Da bleiben dir alle Möglichkeiten offen. Für mich ist ein Detail das Einstellen des Prüfdruckes. Je nach Länge und Durchmesser (je länger und dicker desto einfacher) des Schlauches, machen wenige mm³ den Unterschied zwischen zu hohem und zu niedrigem Druck aus.


----------



## sebi114 (31 August 2019)

Benjamin schrieb:


> Da bleiben dir alle Möglichkeiten offen. Für mich ist ein Detail das Einstellen des Prüfdruckes. Je nach Länge und Durchmesser (je länger und dicker desto einfacher) des Schlauches, machen wenige mm³ den Unterschied zwischen zu hohem und zu niedrigem Druck aus.



Das stimmt leider, bei einem dünnen und vllt noch dazu kurzen Schlauch wird das ganze interessant. Muss ich mir noch überlegen wie ich das löse.


----------



## Blockmove (31 August 2019)

sebi114 schrieb:


> Das stimmt leider, bei einem dünnen und vllt noch dazu kurzen Schlauch wird das ganze interessant. Muss ich mir noch überlegen wie ich das löse.


Das macht ein intelligentes Druckregelventil von alleine


----------



## Onkel Dagobert (1 September 2019)

sebi114 schrieb:


> Also ich habe nicht vor das Öl vorzuheizen. D.h. Raumtemperatur ...


An Vorheizen hatte ich gar nicht gedacht. Aber wenn dem so ist, dann ok.

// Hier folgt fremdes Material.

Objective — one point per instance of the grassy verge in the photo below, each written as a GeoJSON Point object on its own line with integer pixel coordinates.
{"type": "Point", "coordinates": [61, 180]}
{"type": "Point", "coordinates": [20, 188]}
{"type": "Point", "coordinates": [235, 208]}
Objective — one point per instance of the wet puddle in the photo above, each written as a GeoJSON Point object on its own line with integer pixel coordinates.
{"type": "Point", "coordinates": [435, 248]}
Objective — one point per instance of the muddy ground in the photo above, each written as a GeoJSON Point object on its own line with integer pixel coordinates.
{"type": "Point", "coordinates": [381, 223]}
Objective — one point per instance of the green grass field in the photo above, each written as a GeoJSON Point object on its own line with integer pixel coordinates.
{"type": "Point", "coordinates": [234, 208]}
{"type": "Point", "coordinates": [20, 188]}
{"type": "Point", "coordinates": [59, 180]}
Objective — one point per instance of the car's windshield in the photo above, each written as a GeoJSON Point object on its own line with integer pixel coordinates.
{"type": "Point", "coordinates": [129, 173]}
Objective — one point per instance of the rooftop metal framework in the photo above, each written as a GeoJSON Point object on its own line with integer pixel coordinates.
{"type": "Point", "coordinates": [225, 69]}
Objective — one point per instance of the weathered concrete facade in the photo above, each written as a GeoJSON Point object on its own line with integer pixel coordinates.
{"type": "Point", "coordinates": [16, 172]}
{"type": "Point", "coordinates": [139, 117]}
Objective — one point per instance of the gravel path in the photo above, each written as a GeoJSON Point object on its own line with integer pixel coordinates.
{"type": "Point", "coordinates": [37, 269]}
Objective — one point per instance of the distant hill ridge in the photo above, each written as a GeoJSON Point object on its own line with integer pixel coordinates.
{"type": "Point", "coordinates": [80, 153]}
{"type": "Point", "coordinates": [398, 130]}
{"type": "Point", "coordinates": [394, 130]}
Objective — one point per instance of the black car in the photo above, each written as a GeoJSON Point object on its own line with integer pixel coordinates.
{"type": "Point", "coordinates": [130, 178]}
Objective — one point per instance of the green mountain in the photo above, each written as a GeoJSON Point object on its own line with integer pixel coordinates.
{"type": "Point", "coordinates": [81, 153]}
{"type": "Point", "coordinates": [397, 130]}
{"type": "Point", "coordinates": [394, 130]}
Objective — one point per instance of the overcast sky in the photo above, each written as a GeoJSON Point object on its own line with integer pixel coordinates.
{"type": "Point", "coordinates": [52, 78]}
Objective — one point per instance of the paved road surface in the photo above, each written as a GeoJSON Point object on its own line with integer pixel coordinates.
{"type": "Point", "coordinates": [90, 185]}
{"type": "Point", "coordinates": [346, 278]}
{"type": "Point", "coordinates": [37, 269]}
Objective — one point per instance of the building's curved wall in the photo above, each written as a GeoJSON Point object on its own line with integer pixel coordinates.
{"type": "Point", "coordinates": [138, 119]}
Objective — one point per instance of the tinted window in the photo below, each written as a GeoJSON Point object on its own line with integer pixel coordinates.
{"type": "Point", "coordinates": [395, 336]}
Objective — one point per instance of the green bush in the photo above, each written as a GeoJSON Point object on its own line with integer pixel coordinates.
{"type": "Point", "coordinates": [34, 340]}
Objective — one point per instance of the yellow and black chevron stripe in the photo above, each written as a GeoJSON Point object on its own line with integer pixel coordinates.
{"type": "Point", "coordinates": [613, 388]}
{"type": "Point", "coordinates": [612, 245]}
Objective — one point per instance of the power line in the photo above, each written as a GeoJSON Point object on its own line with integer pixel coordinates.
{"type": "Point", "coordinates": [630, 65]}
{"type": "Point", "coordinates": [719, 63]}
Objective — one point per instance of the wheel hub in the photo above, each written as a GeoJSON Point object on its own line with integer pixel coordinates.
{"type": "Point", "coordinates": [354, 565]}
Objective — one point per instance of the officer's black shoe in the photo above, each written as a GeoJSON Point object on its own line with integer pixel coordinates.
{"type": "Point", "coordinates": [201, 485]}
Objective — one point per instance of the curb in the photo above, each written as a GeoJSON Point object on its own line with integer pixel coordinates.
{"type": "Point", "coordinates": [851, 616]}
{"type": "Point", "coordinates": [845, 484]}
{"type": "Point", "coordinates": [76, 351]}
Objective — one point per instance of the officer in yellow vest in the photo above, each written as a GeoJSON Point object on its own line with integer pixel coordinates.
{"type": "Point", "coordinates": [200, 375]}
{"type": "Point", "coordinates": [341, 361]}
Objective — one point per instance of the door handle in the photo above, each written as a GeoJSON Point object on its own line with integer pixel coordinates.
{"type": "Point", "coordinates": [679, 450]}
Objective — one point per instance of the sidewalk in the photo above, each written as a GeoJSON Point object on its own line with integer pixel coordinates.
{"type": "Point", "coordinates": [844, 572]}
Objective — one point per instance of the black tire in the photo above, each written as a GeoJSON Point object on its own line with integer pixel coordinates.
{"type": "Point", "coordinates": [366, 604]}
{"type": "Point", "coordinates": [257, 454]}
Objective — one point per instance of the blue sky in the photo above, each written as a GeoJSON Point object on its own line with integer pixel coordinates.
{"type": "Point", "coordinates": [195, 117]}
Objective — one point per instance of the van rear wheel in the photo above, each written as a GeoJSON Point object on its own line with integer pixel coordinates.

Falls die Öltemperatur des komprimierten Öls aber wesentlich über der Raumtemperatur liegt, dann müsste man schon mal darüber nachdenken.

Wie du den Test beschreibst, wird der Prüfdruck aufgebaut und anschließend wird der Prüfling abgesperrt. In einem abgesperrten Hydrauliksystem ohne Ausdehnungsmöglichkeit ändert sich der Druck über der Temperatur um ca. 10bar/K. Ich bin nicht der Experte aber diesen Wert habe ich mal gehört. Man könnte jetzt ein Referenzmodell bauen, dieses zeitgleich mit dem selben Prüfdruck beaufschlagen und den Druckverlauf des Prüflings mit dem des Referenzmodells vergleichen. Eventuell könnte man aber auch mehrere Prüflinge parallel prüfen, und deren Druckverläufe untereinander vergleichen.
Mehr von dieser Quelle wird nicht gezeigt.